Scientists used to think that when Earth first formed, it was an uninhabitable wasteland, covered with molten lava and without a solid crust or ocean. They thought it was, literally, Hell on Earth. The Hadean period, covering the first 500 million years on Earth, is even named after Hades, the Greek word for Hell.

Now, new research turns this hypothesis on its head. The first 500 million years of Earth's life may actually have looked an awful lot like it does today. Our newborn planet had solid land masses, tectonic plates and oceans fully formed 500 million years before scientists originally thought.

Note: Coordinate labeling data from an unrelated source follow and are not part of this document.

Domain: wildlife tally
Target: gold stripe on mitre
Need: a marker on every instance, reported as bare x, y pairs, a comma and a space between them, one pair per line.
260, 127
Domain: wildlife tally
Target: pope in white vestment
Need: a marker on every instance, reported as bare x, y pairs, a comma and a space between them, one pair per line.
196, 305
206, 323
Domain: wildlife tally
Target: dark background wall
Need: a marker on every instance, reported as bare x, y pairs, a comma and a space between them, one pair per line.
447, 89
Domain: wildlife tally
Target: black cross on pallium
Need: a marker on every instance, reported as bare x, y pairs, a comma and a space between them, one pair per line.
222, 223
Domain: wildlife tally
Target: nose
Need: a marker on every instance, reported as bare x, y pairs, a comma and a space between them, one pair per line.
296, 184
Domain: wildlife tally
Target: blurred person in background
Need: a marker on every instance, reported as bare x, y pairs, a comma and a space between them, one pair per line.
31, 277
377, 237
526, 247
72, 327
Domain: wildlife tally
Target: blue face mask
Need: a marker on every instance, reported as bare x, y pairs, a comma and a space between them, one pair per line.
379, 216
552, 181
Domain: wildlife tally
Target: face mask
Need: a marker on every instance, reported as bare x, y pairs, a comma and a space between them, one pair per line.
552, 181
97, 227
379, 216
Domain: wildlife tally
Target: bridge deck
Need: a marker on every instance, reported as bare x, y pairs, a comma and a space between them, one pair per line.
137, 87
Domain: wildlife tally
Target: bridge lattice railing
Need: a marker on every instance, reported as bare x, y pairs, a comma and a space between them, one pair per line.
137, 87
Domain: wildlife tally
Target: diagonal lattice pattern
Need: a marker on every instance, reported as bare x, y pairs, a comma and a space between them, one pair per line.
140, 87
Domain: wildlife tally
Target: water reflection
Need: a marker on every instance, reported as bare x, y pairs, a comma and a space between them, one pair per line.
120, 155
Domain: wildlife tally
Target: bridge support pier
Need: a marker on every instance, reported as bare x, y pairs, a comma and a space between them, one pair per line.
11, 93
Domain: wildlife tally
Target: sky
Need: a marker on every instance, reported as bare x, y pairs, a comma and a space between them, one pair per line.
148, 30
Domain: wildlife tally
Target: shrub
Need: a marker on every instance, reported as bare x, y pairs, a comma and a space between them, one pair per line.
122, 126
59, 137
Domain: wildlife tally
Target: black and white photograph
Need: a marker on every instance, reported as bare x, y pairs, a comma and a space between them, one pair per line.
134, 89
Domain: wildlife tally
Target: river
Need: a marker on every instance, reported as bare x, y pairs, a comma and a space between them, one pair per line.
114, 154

The research compares zircon that formed 4 billion years ago to zircon that formed more recently in Iceland is the premise behind this new hypothesis. Iceland was previously thought to be geologically analogous with ancient Earth. However, the study, titled, "Iceland is not a magmatic analog for the Hadean: Evidence from the zircon record," says this isn't the case. The article was released this weekend in the November 1 issue of the journal Earth and Planetary Science Letters.

Comparison of ancient zircon from Jack Hills in Western Australia to zircon that formed naturally in Iceland shows that conditions in Hadean Earth were surprisingly cool and wet.

Scientists thought for over a hundred years that, because no major stone formations from the Hadean period still existed, the climate must have been so hot it melted all stone. However, this new theory that the planet was cool and wet backs evidence that solid land and some surface water definitely existed.

"We reasoned that the only concrete evidence for what the Hadean was like came from the only known survivors: zircon crystals - and yet no one had investigated Icelandic zircon to compare their telltale compositions to those that are more than 4 billion years old, or with zircon from other modern environments," said Calvin Miller, one of the researchers.

The team of researchers who authored the new study came up with a dataset mapping elements found in the Icelandic zircon and compared that to the elemental makeup of the four-billion-year-old zircon from the Hadean period.

The team found that there was evidence of the presence of magma in both the Icelandic zircon and the Australian zircon. However, the Icelandic zircon likely formed at a high temperature, whereas the zircon from the Hadean period formed at a lower temperature. This sheds new doubts on the theory that ancient Earth was incredibly hot. The team also found evidence that the zircon from the Hadean period was formed in the presence of surface water, like an ocean.

The researchers saw big differences in the elemental makeup of the magma from the Hadean period and the Icelandic magma that these zircon stones formed in. For example, the Hadean zircon had much more Ytterbium, which is rare on Earth today.